Bitcoin has become an asset like any other with its correlation, and is likely to stay that way according to a JP Morgan analyst. Bitcoin has had a rather interesting trajectory since it became a favourable trading asset, but does that mean it is consigned to this role for the rest of time?
Bitcoin certainly has moved away from what it was outlined to be in the original whitepaper — a digital cash system — and it has become far more of a digital gold. This has also been propelled by the interest that has come from individual ‘hodlers’, retail investors as well as the burgeoning institutional investor space.
However, Bitcoin, and especially blockchain, has been predestined for much greater things with its potential disruptive capabilities — but does this really extend to Bitcoin, or is this rather something for the next generations of cryptos and blockchain?
More of a stock
In a note to investor clients obtained by CoinDesk, JPMorgan Chase & Co. analysts described how Bitcoin has shifted from a fairly uncorrelated asset to one whose price more closely tracks traditional stocks.
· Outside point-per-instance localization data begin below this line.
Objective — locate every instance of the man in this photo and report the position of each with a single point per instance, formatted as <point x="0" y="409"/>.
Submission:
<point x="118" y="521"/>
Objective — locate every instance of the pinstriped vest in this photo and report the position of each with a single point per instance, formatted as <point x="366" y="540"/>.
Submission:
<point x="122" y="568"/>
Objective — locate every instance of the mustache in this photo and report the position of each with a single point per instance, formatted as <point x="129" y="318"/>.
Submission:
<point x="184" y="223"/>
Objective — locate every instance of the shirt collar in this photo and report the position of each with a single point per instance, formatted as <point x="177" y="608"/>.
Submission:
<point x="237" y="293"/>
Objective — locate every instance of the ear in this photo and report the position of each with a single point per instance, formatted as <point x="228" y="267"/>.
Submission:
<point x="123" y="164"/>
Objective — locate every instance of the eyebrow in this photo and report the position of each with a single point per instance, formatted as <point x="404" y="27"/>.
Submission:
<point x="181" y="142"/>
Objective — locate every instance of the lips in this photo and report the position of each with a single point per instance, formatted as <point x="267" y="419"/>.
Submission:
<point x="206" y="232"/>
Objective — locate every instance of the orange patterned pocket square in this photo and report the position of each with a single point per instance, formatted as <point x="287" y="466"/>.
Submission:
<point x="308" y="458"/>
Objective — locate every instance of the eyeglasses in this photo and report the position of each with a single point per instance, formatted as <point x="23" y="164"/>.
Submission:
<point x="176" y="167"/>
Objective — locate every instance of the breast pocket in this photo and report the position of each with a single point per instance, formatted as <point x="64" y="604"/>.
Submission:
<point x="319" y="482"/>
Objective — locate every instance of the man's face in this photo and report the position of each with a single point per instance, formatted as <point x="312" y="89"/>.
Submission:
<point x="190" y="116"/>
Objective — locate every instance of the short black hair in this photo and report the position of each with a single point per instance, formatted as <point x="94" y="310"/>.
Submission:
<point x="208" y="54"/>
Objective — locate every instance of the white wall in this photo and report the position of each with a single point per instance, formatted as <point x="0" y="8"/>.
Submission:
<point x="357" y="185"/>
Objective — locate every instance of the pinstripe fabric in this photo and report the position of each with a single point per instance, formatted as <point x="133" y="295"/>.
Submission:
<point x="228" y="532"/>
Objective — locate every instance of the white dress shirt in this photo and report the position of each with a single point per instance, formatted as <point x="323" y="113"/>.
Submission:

“Though correlations were modest and mostly mean-reverting around zero for much of the past couple of years, in recent months they have moved sharply higher in some cases (equities) and lower in others (U.S. dollar, gold),” wrote the team of strategists led by Joshua Younger.
Bitcoin also struggled when it came to pulling off its safe haven narrative in the recent market crash. Many have highlighted its potential to be anti-correlated, but this does not appear to be the case currently.
While the market structure for crypto during this period was more resilient than its traditional counterparts, according to the report, bitcoin did not quite live up to its reputation in some corners as a port in a storm.
“There is little evidence that Bitcoin and others served as a safe haven (i.e., ‘digital gold’)—rather, its value appears to have been highly correlated with risky assets like equities,” the report concluded. “This all likely points to the continued survival of the asset class, but likely still more as a vehicle for speculation than as a medium of exchange or store of value.”
Only way to go?
Perhaps Bitcoin is destined to continue being a speculative investment, and this may well be the first use case that can be appreciated for the original, and frankly, quite basic, blockchain tool. Bitcoin is financial in nature, and fits in this deeper space of speculative investment.
This does open the door for other cryptos, like programmable smart contract ones, to try and take the technology further and distance themselves from the financial and speculative side of things.